Цикурис не чужд музам и слагает стихи на димотике, точнее, переделывает народные песни на патриотический лад. Его перу принадлежит популярная песня о гибели Фармаки. В ней повествуется, как в Константинополе, на площади, в ожидании мучительной казни в присутствии русского, британского и французского послов, приглашенных полюбоваться этим душеполезным зрелищем, Фармаки поднимает глаза к небесам, видит стайку ласточек – и просит их, милых касаточек, полететь во Францию, поведать живущей там красавице-жене, как мужественно принял он смерть.

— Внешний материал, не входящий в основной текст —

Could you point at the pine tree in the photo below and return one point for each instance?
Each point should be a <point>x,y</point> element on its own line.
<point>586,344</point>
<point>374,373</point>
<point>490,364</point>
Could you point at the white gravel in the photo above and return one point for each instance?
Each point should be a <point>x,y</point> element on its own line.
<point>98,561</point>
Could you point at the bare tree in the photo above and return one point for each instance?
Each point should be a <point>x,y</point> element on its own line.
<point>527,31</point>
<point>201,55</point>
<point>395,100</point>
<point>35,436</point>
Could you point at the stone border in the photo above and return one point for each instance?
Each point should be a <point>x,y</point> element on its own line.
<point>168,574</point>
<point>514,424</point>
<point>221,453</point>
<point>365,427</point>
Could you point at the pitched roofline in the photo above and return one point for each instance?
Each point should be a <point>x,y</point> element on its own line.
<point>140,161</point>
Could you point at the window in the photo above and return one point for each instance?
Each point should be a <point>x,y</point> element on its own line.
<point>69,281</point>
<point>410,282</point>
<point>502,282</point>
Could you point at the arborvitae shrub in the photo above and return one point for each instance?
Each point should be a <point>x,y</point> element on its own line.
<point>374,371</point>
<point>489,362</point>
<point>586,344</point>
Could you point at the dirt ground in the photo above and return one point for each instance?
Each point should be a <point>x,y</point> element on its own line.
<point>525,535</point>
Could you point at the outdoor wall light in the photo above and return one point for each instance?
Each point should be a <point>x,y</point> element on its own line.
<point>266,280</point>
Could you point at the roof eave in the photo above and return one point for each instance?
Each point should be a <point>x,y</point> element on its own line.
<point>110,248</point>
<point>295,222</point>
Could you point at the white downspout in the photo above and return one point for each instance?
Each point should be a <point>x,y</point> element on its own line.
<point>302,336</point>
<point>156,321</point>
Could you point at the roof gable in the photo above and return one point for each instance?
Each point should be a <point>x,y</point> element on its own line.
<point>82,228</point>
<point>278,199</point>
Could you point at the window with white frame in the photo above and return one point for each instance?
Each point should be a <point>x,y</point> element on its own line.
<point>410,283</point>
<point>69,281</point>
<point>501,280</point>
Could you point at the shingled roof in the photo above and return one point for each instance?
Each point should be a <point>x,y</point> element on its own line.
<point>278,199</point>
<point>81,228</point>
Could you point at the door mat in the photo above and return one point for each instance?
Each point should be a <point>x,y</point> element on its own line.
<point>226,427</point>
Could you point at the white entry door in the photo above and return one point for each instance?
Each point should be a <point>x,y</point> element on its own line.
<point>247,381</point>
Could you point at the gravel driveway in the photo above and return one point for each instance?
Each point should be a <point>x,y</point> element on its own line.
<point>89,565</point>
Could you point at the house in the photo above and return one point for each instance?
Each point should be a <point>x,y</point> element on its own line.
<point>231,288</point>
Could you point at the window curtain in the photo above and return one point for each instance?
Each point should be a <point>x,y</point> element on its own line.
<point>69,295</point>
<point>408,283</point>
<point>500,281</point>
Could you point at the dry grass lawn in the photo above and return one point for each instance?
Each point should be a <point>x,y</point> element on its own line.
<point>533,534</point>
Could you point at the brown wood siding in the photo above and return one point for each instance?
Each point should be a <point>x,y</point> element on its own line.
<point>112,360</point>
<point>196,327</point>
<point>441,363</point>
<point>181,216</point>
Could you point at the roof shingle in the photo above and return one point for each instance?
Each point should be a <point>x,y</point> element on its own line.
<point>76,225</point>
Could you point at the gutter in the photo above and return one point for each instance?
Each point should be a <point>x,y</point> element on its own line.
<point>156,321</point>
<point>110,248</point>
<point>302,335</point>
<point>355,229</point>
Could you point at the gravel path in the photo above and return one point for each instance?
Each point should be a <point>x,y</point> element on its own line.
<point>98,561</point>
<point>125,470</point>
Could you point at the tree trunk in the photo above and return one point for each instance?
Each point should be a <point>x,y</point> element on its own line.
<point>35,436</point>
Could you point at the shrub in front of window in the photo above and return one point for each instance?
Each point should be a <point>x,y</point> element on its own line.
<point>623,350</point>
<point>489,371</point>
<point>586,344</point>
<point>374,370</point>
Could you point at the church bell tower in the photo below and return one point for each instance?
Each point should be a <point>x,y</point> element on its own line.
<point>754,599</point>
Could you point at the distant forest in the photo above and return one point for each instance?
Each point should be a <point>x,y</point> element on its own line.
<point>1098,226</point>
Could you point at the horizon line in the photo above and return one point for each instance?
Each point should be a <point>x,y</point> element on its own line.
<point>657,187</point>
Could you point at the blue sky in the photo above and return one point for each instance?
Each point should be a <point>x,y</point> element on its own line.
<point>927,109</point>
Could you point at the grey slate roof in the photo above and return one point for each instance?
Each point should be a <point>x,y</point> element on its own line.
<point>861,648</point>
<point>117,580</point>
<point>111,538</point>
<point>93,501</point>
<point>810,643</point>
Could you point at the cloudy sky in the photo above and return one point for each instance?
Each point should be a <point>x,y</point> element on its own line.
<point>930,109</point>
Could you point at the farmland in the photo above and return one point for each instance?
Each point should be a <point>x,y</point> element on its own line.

Я видел автора упившимся до беспамятства, лежащим в луже собственной мочи. Я знаю, Фармаки был тот еще праведник. Но, едва песня доходит до этих ласточек, у меня слезами перехватывает горло – отчасти потому, может быть, что в их нежном свисте, как ни в каком другом из производимых живыми существами звуков, включая ангельские теноры кастратов и рулады певчих птиц, отдается эхо тех голосов, которые мы услышим при переходе в иной мир, если в этом вели себя как подобает мужчинам.